492 Influence of Itopride On Esophageal Function in Man

Abstract

Introduction: Defective barrier function of the lower esophageal sphincter (LES), caused by a hypotonic sphincter or transient lower esophageal sphincter relaxations (TLESRs), is a major factor in the pathogenesis of gastroesophageal reflux disease (GERD). Itopride is a new prokinetic agent which combines antidopaminergic and acetylcholinesterase inhibitory actions. Previous studies suggested that itopride improves heartburn in functional dyspepsia patients, and decreases esophageal acid exposure in GERD. It is unclear whether this effect is due to motor effects of itopride on the LES. Aims: To study the effects of itopride on fasting and postprandial LES function in healthy subjects. Materials and methods: twelve fasted healthy volunteers (5 males; 32.6±2.0 years) underwent three esophageal sleeve manometry studies after 3 days premedication with itopride 50 mg, itopride 100 mg or placebo t.i.d. Drug was administered after 30 minutes and a standardized meal was administered after 90 minutes, with measurements continuing to 120 minutes postprandially. Throughout the study, 10 wet swallows were administered at 30-minute intervals, and gastrointestinal symptoms were scored on 100 mm visual analogue scales (VAS) at 10minute intervals. Results: Both doses of itopride significantly decreased intragastric pressures compared to placebo (respectively 16.0±1.3 and 17.3±1.5 vs. 20.4±1.7mmHg, both p<0.05). Compared to placebo, the 50 mg dose of itopride was associated with a lower LES pressure before the meal (17.3±3.0 vs. 11.8±1.6 mmHg, p<0.05), but postprandial LES pressures did not differ from placebo for any time points for both doses of itopride. Swallow-induced relaxations and the amplitude or duration of peristaltic contractions were not altered by both doses of itopride, at all time points. The 50 mg dose of itopride inhibited TLESRS compared to placebo (TLESRs total 1.7±0.7 vs. 3.3±0.5, p=0.03; preprandially 0.4±0.3 vs.1.3±0.3, p=0.04; postprandially 1.3±0.4 vs. 2.0±0.4, p=0.16). The 100 mg dose did not significantly alter the rate of TLESRs before or after the meal.
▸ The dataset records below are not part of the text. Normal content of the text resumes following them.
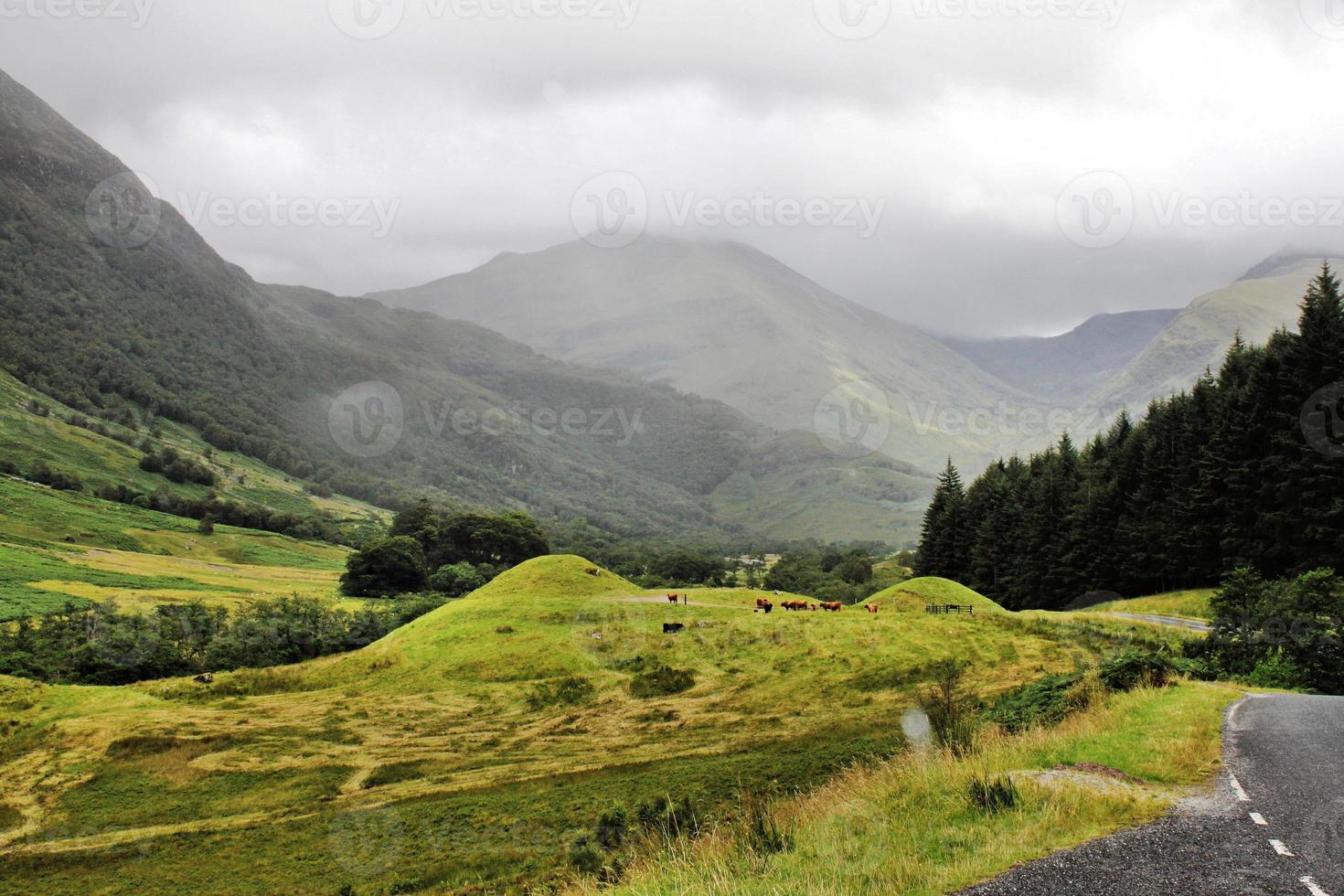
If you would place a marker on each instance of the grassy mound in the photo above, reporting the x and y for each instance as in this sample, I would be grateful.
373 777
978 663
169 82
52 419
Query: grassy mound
461 749
917 594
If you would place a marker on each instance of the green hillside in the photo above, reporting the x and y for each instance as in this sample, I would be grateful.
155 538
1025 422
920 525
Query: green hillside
1197 340
472 746
732 324
58 547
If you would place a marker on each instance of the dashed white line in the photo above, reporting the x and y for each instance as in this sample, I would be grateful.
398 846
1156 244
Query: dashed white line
1313 887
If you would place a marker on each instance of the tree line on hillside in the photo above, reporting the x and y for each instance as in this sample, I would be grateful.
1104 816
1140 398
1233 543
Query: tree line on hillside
449 552
1246 469
102 646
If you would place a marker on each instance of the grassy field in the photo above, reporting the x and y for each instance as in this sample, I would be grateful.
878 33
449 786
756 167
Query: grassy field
909 827
60 546
1191 604
101 460
472 746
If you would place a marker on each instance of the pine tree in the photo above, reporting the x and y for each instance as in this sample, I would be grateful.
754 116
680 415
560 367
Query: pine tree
943 541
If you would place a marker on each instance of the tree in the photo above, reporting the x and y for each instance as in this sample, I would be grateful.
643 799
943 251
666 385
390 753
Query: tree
386 567
943 540
456 579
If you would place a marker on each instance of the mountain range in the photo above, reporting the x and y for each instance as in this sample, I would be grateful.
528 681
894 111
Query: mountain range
711 391
114 305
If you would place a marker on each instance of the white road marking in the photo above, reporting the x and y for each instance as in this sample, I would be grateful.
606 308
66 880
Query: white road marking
1313 887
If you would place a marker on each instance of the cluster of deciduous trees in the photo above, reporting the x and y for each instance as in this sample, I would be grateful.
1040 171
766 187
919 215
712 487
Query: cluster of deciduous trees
456 552
102 646
1283 633
837 574
1244 469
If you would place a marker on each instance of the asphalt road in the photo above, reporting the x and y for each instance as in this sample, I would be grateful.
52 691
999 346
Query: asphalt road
1194 624
1284 767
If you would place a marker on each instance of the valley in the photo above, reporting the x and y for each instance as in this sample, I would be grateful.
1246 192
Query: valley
640 570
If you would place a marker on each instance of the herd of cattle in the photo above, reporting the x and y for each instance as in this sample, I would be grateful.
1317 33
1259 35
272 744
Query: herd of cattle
766 604
835 606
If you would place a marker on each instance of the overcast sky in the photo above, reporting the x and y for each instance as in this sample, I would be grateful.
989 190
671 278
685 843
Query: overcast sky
932 159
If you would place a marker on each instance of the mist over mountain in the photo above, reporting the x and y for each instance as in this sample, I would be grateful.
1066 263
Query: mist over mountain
1266 298
1069 367
729 323
113 301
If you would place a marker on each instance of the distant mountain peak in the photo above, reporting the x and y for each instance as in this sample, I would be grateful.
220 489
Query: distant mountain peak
1289 258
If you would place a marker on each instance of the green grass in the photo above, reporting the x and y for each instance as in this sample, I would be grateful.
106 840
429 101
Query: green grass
1189 604
59 547
909 827
100 460
421 759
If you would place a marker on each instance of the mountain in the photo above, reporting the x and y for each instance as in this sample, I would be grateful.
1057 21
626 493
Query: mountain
732 324
1069 367
114 306
1198 337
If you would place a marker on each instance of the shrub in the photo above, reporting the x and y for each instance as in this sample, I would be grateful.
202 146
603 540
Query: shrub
566 692
456 579
1040 703
583 858
994 795
1132 669
763 836
661 681
952 712
392 774
667 819
1277 670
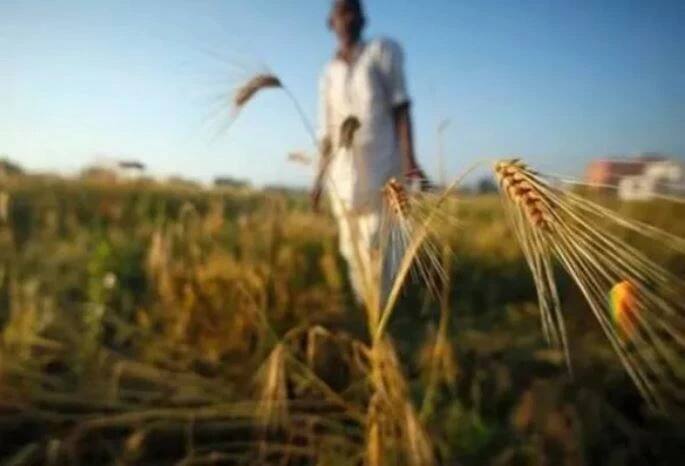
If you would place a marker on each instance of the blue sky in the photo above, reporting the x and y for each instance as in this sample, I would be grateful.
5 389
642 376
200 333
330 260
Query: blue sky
556 82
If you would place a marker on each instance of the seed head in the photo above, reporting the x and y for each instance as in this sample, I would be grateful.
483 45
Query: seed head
397 197
514 179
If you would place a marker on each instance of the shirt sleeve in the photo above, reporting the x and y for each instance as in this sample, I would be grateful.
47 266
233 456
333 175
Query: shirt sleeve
392 68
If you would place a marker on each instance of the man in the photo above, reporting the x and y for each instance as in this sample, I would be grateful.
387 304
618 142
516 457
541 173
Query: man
365 128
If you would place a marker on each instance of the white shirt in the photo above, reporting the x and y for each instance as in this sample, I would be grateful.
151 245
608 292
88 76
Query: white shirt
369 88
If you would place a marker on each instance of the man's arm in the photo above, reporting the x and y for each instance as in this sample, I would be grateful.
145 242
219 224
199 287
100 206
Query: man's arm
404 131
325 143
392 62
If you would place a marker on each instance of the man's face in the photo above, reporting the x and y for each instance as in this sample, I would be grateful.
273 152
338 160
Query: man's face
346 22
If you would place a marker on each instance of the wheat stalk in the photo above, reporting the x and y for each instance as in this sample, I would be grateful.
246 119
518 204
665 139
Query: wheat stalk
551 224
249 89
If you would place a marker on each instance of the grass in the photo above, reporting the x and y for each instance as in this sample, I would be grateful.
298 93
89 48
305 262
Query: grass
228 335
Conclusions: Itopride 50 mg inhibits TLESRswithout significantly affecting esophageal peristaltic function or LES pressure. Both doses of itopride decrease intragastric pressures. Identifying the nature and location of the receptors involved in this effect of itopride requires additional studies. Our observations support further studies with itopride in GERD.